News – Human raffle

ET staff writer
ET staff writer
01 May, 2010 1 min read

Human raffle

A human ‘lottery’ in which British women were entered into a draw to win a free cycle of donor egg IVF has rightly been described as ‘deplorable’ by ethical charities.

According to the Daily Mail, the prize draw was announced on Mothering Sunday as part of an incentive package to direct infertile women to a US clinic.

Anyone attending the seminar in March would be entered in the competition and could be treated in America, which is not bound by British fertility laws.

The lottery was set up as a joint venture by the Genetics and IVF Institute in Virginia, which takes in eggs donated by top-flight students and professionals aged 19-32 and the London Bridge Centre in the UK.

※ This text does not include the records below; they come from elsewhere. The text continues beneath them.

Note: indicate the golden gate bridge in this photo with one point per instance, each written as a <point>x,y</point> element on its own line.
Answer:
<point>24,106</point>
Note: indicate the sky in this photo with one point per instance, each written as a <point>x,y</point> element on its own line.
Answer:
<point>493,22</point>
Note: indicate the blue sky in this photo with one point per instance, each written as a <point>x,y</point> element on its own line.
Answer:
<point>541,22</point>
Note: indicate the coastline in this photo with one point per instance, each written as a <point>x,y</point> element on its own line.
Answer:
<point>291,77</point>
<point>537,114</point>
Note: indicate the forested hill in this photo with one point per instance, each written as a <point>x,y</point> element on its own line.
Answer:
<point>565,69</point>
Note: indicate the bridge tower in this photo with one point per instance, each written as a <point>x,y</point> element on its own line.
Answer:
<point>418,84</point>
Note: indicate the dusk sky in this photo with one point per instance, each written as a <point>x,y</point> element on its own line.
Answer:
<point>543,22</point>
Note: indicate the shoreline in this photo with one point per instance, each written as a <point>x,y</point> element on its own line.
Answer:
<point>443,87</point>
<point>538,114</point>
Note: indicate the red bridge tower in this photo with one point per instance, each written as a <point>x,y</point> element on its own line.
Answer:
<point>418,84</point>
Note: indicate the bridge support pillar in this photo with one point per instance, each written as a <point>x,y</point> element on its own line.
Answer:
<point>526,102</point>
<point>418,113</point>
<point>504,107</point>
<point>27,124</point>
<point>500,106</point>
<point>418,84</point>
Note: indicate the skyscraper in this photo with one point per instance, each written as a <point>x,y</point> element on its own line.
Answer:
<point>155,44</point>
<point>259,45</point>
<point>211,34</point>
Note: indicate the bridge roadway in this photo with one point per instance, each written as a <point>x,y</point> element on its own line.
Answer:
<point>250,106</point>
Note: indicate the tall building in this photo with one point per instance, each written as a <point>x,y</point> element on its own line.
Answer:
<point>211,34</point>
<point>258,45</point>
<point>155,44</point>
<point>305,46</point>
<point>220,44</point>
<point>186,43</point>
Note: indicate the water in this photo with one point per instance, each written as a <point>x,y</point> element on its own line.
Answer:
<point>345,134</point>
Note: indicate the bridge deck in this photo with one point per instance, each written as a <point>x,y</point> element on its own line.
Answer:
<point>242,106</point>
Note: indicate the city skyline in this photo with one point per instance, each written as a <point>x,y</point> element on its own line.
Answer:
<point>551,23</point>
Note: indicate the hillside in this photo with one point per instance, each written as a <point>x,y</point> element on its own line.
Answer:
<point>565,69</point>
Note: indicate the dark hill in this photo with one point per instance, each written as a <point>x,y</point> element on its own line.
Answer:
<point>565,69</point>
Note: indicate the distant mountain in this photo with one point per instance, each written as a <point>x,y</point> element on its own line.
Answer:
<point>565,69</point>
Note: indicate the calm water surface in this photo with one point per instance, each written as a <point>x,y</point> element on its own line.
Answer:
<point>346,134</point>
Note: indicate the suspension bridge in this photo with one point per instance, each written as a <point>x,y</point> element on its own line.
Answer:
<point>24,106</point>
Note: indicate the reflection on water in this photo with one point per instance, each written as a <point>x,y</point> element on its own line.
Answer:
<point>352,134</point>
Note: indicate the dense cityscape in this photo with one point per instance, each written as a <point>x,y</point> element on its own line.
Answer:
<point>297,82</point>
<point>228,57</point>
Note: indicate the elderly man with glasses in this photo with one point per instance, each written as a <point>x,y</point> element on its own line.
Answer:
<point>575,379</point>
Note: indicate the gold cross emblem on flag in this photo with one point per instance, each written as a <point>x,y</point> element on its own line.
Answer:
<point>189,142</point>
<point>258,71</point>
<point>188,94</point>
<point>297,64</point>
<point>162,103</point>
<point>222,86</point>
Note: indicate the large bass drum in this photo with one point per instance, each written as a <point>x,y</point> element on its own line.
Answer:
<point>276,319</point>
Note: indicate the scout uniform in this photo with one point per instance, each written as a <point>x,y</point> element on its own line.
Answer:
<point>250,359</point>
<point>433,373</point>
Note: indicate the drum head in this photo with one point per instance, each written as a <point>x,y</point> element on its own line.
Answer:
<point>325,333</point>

Quoted in the Daily Mail, Josephine Quintavalle, of think-tank Comment on Reproductive Ethics, said: ‘The capacity of the IVF industry to commodify human life reaches a new low with this latest deplorable initiative. The sale of human tissue, including human gametes, is prohibited across Europe. No UK clinic should be collaborating in any way whatsoever’.

Mohamed Menabawey, director of the London Bridge Centre, said: ‘This is how Americans do it: in order to attract people to seminars, they offer one free treatment. I don’t see why it should go down badly at all’.